The layoffs come on top of 840 the company made at the financial advisors division in July. American Express now employs 8,000 in Minneapolis.
Across town, the St. Paul Companies announced it will lay off 250 people at its downtown headquarters; that's about 8 percent of the company's staff in St. Paul. The company will lay off an additional 500 people throughout the company.
The job cuts come as part of an aggressive new restructuring effort by the St. Paul's new CEO, Jay Fishman. Fishman took over the helm in October with a mandate to transform the company, and cut out unprofitable lines of business.
Spokesman Mark Hamel says Fishman quickly focused on three main problems. "The unprofitability of our health care business, which has been deteriorating steadily over the years. Some volatility in our earnings generated by parts of our reinsurance operations, and the overall profitability of our international operations," he said.
Now, under Fishman's leadership, the company will substantially reduce its reinsurance operations; that's the business of providing insurance to insurance companies.
The St. Paul will also stop providing insurance in countries where the company has little prospect for making a solid profit. And, perhaps most notably, the St. Paul will end its medical malpractice insurance business. Malpractice costs are rising as legal settlements mount in some states.
The company said the company's medical malpractice division will lose close to $1 billion this year.
At a conference in New York for analysts and investors, Fishman said the company had no choice but to end its medical malpractice business. "This is not, we don't believe, just a cycle. There are many reasons to conclude that the basic fundamental dynamics of the business have changed as a commercial insurer, and have changed permanently," Fishman said.
The St. Paul's decision to stop writing medical malpractice insurance will hurt some local health care providers.
Rick Carter, director of Careproviders, a Bloomington-based trade association for long-term care facilities, has seen nine out of the 10 insurance providers get out of the business in the last two years.

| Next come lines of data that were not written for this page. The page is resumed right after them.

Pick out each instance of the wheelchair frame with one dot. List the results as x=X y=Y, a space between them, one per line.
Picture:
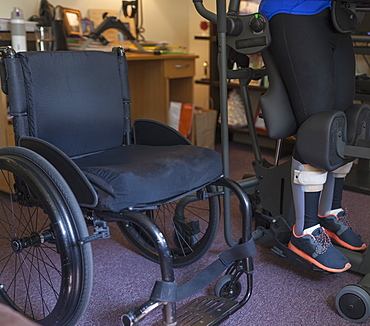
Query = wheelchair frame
x=43 y=181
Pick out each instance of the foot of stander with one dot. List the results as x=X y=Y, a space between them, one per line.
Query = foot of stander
x=205 y=311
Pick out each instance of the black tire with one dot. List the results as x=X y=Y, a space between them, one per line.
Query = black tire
x=227 y=289
x=353 y=303
x=190 y=226
x=44 y=273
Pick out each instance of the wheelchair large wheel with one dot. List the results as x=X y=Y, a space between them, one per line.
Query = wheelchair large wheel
x=44 y=273
x=189 y=225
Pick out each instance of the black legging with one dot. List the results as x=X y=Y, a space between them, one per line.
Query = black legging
x=317 y=62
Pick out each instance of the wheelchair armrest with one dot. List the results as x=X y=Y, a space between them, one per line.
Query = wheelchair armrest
x=154 y=133
x=81 y=187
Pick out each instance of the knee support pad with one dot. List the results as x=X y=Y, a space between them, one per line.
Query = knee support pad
x=310 y=178
x=317 y=140
x=358 y=123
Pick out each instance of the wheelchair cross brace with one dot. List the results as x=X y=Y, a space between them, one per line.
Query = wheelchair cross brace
x=205 y=310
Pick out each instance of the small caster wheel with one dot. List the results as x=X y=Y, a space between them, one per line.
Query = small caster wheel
x=353 y=303
x=227 y=289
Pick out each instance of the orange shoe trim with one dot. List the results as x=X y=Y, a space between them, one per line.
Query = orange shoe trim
x=315 y=262
x=333 y=236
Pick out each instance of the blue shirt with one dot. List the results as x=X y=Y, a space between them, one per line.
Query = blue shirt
x=295 y=7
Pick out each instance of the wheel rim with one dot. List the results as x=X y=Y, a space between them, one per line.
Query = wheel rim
x=37 y=265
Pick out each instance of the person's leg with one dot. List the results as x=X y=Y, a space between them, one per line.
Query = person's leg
x=331 y=214
x=302 y=47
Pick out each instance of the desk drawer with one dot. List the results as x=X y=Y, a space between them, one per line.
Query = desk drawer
x=179 y=68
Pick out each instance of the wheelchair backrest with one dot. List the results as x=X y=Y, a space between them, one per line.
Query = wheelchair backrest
x=76 y=100
x=275 y=104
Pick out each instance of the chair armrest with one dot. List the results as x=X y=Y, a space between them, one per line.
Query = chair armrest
x=154 y=133
x=77 y=181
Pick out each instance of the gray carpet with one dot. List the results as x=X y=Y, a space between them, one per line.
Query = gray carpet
x=283 y=293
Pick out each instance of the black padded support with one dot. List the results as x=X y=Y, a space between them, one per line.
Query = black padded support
x=154 y=133
x=81 y=187
x=16 y=88
x=345 y=17
x=317 y=139
x=276 y=108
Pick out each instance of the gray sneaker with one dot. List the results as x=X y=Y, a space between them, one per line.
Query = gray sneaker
x=317 y=249
x=340 y=231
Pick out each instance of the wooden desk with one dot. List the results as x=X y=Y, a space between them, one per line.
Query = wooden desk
x=155 y=80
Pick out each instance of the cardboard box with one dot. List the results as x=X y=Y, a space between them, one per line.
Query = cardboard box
x=204 y=128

Meanwhile, insurance premiums have skyrocketed.
For many local long-term care providers, the St. Paul is the last company willing to provide coverage at a reasonable rate.
Carter warns of trouble ahead if more companies stop issuing medical malpractice policies. "Any additional one - such as St. Paul - or any other insurer pulling out, will put us in a very difficult position. But more than that, these rate increases is putting long-term care in a very difficult position in Minnesota," according to Carter.

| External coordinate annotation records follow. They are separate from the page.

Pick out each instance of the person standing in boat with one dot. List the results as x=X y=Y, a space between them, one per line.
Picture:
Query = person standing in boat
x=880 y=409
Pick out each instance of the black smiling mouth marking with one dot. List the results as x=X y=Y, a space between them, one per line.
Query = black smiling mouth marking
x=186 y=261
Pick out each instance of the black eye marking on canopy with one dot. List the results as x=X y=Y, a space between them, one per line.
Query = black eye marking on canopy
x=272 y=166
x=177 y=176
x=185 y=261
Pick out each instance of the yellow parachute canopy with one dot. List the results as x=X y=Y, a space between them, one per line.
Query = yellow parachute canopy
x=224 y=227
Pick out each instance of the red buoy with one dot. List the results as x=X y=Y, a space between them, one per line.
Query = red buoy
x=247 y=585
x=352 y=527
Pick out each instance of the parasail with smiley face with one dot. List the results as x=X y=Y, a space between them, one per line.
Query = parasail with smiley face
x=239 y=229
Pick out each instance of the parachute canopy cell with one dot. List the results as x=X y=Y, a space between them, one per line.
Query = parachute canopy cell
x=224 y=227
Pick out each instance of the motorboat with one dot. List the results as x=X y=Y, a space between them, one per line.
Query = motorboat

St. Paul CEO Fishman said in New York he understands that the St. Paul's decision will cause problems for some, but he said it doesn't make sense to write insurance at a loss just because people need it. He says that may be good for the customer, but not for the company.

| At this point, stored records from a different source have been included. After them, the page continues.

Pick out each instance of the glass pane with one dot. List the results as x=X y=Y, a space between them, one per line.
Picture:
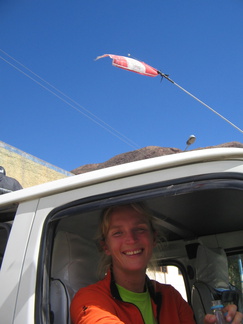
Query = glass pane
x=171 y=276
x=235 y=270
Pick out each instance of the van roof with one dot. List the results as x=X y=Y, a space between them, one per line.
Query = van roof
x=121 y=171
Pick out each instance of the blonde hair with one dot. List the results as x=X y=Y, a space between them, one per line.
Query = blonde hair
x=105 y=260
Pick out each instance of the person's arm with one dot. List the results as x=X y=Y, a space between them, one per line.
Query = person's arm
x=232 y=316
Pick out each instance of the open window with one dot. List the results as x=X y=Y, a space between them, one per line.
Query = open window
x=188 y=209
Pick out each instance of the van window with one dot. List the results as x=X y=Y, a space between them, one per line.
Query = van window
x=235 y=263
x=171 y=275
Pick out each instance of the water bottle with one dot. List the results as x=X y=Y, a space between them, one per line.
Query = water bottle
x=217 y=311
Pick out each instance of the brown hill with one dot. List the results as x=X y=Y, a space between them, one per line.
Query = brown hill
x=141 y=154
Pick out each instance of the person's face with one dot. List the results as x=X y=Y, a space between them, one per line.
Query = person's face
x=130 y=240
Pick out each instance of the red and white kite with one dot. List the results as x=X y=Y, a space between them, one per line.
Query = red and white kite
x=130 y=64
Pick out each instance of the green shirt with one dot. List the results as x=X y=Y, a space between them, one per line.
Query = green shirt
x=141 y=300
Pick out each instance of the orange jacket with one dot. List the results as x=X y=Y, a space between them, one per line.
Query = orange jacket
x=101 y=303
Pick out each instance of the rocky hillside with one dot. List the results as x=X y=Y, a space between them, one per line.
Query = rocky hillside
x=141 y=154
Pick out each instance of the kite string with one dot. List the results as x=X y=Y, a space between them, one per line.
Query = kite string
x=99 y=121
x=214 y=111
x=203 y=103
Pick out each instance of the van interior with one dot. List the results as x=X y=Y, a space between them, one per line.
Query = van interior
x=200 y=225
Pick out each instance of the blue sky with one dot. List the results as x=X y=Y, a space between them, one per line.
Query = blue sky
x=62 y=106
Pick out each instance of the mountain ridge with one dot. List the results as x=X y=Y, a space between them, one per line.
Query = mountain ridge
x=143 y=153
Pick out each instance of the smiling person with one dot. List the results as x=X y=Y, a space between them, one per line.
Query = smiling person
x=126 y=294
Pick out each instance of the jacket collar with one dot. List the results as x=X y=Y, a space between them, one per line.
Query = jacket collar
x=151 y=285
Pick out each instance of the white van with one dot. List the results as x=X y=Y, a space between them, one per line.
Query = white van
x=47 y=232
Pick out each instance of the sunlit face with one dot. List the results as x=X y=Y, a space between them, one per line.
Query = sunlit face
x=130 y=240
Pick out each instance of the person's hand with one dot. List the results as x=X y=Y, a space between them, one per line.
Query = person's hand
x=232 y=316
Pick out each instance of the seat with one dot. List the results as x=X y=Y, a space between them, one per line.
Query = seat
x=71 y=269
x=212 y=282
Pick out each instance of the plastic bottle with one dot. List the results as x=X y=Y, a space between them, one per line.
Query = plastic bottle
x=217 y=311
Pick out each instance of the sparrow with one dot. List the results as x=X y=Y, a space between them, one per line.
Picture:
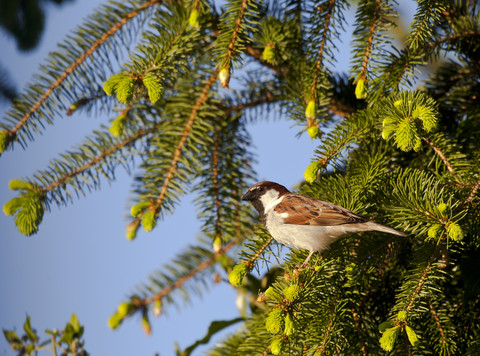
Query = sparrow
x=304 y=222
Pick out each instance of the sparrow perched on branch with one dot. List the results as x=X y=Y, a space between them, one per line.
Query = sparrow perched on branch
x=304 y=222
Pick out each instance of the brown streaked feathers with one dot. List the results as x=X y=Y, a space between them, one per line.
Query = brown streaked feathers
x=304 y=210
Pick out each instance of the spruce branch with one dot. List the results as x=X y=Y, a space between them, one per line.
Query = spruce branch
x=99 y=158
x=327 y=334
x=442 y=157
x=142 y=302
x=323 y=42
x=421 y=280
x=368 y=47
x=12 y=133
x=156 y=205
x=186 y=131
x=233 y=42
x=437 y=322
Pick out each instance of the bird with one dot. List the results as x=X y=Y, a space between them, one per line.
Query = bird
x=303 y=222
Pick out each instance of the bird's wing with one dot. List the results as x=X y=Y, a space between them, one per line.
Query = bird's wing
x=304 y=210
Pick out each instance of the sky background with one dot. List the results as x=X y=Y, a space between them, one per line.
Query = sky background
x=80 y=261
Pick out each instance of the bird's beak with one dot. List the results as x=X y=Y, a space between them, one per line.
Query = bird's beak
x=248 y=196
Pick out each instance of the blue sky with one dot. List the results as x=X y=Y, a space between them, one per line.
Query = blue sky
x=79 y=261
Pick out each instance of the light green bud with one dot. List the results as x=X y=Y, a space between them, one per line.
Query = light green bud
x=275 y=322
x=291 y=292
x=238 y=273
x=455 y=232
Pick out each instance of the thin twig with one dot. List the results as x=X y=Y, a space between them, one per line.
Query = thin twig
x=323 y=42
x=99 y=158
x=442 y=157
x=80 y=60
x=186 y=132
x=177 y=284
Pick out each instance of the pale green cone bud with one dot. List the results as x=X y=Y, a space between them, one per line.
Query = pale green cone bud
x=193 y=19
x=149 y=220
x=131 y=230
x=442 y=208
x=268 y=54
x=454 y=231
x=435 y=230
x=110 y=86
x=125 y=308
x=116 y=128
x=412 y=337
x=217 y=244
x=276 y=346
x=291 y=292
x=125 y=89
x=389 y=336
x=271 y=293
x=361 y=89
x=289 y=325
x=313 y=131
x=154 y=87
x=310 y=174
x=261 y=297
x=114 y=321
x=139 y=208
x=12 y=206
x=238 y=273
x=275 y=321
x=402 y=315
x=224 y=77
x=147 y=328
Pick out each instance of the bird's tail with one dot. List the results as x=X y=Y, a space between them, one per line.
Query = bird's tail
x=377 y=227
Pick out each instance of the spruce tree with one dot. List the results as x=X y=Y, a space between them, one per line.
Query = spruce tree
x=396 y=144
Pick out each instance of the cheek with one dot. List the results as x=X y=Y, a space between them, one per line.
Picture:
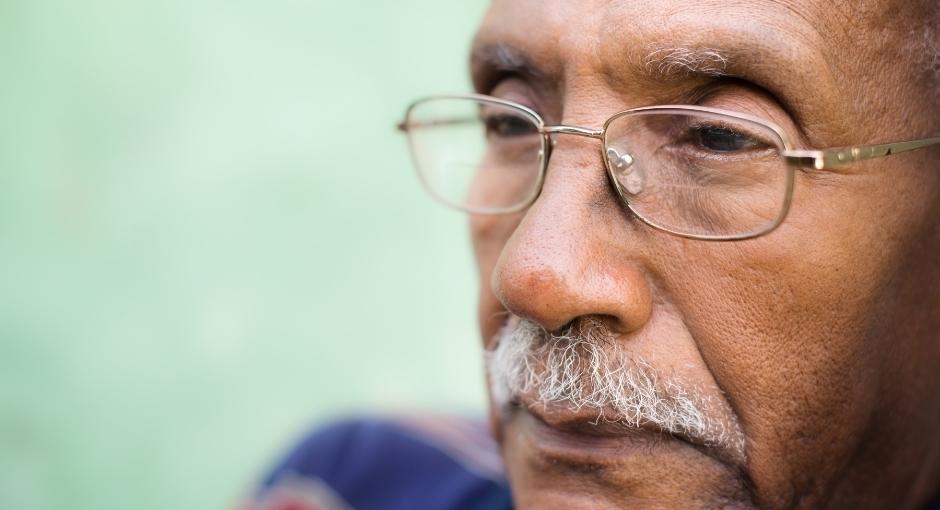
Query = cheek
x=793 y=327
x=489 y=235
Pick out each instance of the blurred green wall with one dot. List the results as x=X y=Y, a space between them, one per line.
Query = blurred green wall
x=211 y=239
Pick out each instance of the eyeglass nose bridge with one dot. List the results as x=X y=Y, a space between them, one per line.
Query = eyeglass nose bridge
x=624 y=175
x=573 y=130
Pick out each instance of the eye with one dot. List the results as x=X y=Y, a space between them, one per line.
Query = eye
x=719 y=139
x=506 y=126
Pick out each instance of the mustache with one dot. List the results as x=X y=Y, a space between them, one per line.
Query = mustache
x=584 y=367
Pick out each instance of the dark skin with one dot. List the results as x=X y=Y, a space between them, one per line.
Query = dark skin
x=823 y=336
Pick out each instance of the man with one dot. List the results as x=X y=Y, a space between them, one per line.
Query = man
x=697 y=305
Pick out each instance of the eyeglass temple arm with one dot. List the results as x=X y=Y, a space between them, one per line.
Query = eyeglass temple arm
x=829 y=158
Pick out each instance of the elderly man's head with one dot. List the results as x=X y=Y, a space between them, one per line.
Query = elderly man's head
x=636 y=362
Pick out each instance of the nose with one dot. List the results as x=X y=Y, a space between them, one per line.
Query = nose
x=571 y=254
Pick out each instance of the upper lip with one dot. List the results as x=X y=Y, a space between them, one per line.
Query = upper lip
x=591 y=423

Instead, he says, the St. Paul will focus on those areas where it can make money for investors. "It is our first and primary obligation to provide an appropriate return. That's what we're in business for. That's what it's about. And that will become first and foremost priority of the place," Fishman said.
The St. Paul has been bleeding money over the last several months. The company lost more than $840 million because of claims in lower Manhattan following Sept. 11. Tens of millions more are evaporating because of the crash of American Airlines flight 587 in New York, and the collapse of energy trader Enron.
Fishman's plans to focus on profits heartened some investors. Mike Lewis, an analyst at UBS Warburg in New York, likes Fishman's strategy. "The combination of good market environment, solid company and strong leadership, could set this company on a course for superior returns," he said.
The St. Paul will take a $900 million restructuring charge. It expects to save close to $50 million a year through the layoffs and other cost-cutting measures.